I'm a thirty-something Mom of 2 boys, and both were born very prematurely because I suffered from severe preeclampsia in both pregnancies. My oldest son, Andrew, has a diagnosis of Asperger's Syndrome (on the autism spectrum) and my youngest, Ethan, is barreling towards a diagnosis of ADHD.....emphasis on the "H" part.
Almost 3 years ago, my husband gave me an unconventional Mother's Day present: an azalea plant. We live in South Carolina, specifically right outside of a town called Summerville--basically, the world capital of azaleas. I'm well known for my black thumb, which kills every plant I come in contact with. But I figured I'd try to keep this little azalea alive for as long as I could.

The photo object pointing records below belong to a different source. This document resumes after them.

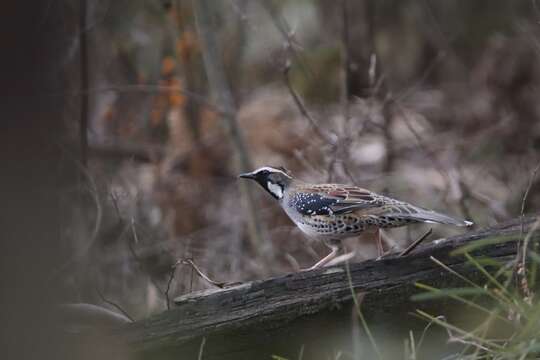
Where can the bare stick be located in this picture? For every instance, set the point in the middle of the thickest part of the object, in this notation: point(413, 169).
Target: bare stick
point(205, 277)
point(83, 127)
point(521, 270)
point(415, 243)
point(204, 11)
point(169, 282)
point(112, 303)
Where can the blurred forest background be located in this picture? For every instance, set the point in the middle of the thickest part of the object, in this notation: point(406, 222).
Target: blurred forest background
point(432, 102)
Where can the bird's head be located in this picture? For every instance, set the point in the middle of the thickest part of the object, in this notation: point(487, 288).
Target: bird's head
point(273, 179)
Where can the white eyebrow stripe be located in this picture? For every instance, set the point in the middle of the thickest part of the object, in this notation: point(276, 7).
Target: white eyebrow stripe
point(271, 169)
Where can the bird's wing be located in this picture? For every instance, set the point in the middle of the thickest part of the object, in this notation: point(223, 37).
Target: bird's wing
point(327, 199)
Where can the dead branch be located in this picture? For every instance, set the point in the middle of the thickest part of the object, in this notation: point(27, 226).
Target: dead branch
point(204, 11)
point(246, 320)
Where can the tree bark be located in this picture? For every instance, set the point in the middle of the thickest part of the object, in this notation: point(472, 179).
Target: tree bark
point(313, 310)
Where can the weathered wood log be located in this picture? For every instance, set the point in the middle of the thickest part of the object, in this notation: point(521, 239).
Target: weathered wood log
point(313, 310)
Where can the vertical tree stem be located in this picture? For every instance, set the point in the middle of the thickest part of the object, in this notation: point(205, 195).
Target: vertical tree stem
point(83, 126)
point(204, 12)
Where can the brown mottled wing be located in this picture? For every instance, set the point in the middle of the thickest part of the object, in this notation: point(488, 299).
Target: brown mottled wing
point(341, 199)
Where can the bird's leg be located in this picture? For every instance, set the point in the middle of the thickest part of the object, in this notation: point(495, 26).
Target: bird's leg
point(335, 246)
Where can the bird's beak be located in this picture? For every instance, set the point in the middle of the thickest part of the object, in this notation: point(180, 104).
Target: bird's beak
point(246, 176)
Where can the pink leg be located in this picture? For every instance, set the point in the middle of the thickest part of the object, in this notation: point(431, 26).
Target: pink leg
point(335, 247)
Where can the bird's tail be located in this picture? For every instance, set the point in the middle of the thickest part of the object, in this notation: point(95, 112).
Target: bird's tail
point(430, 216)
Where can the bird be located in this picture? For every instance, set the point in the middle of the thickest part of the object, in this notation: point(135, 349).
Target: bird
point(334, 212)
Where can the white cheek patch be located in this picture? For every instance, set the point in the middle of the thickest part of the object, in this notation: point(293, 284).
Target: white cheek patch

I kept it in the original flowerpot for a while, then it started wilting. I planted it at the left-front corner of our house, and made a little decorative brick border around it, then waited. It struggled mightily for a while, but it seemed that whatever I did was wrong. I watered it too much; I didn't water enough. It turned brown, leaves fell off and branches became crunchy and brittle. I kept pruning off the dead parts, hoping something would make it through.
Around this same time, you could say my life was mirroring that of the poor little azalea plant. I was just being confronted with Andrew's diagnosis, and micropreemie Ethan wasn't eating, wasn't gaining weight, etc. I felt like I was carrying the world on my shoulders, and was failing at it. I went into a very dark period of depression, and my life nearly fell apart. I was just sure I couldn't "do this".....being a mom of special-needs kids and dealing with the loss of the kind of pregnancies and parenting I'd expected to have.
Thanks to a wonderful doctor who took me seriously, and to the wonderful cyber-friendships I've made, I've bounced back and made tremendous progress since that time. Things aren't perfect, guess they never will be. But, I pruned off some "dead parts" and kept pushing on, and that's really all that any of us can do, isn't it?
Last year, when spring arrived, I couldn't even see the remnants of the azalea plant. The flower bed had filled in with weeds, and they were crowding out the little azalea shoots........but some heavy weeding cleared things out for the last little surviving buds of hot-pink azalea flowers. I think we actually got one good blossom out of it last year.
Now it's 2008. Andrew's doing superbly in first grade, winning awards and growing taller by the day. Ethan's slowly making progress, thanks to omega-3 supplements, and his weight is finally on the charts! And my Mother's Day azalea? Even during the coldest parts of winter, I saw it growing.......steadily, slowly, pushing on and putting out new leaves. And now it's blooming! The plant still has a long way to go, and there may still be brown leaves and wilted blossoms in its future, but for now.............my tiny flower bed is filling with hot-pink blooms, and I like to think that the revival of that plant represents something similar for me.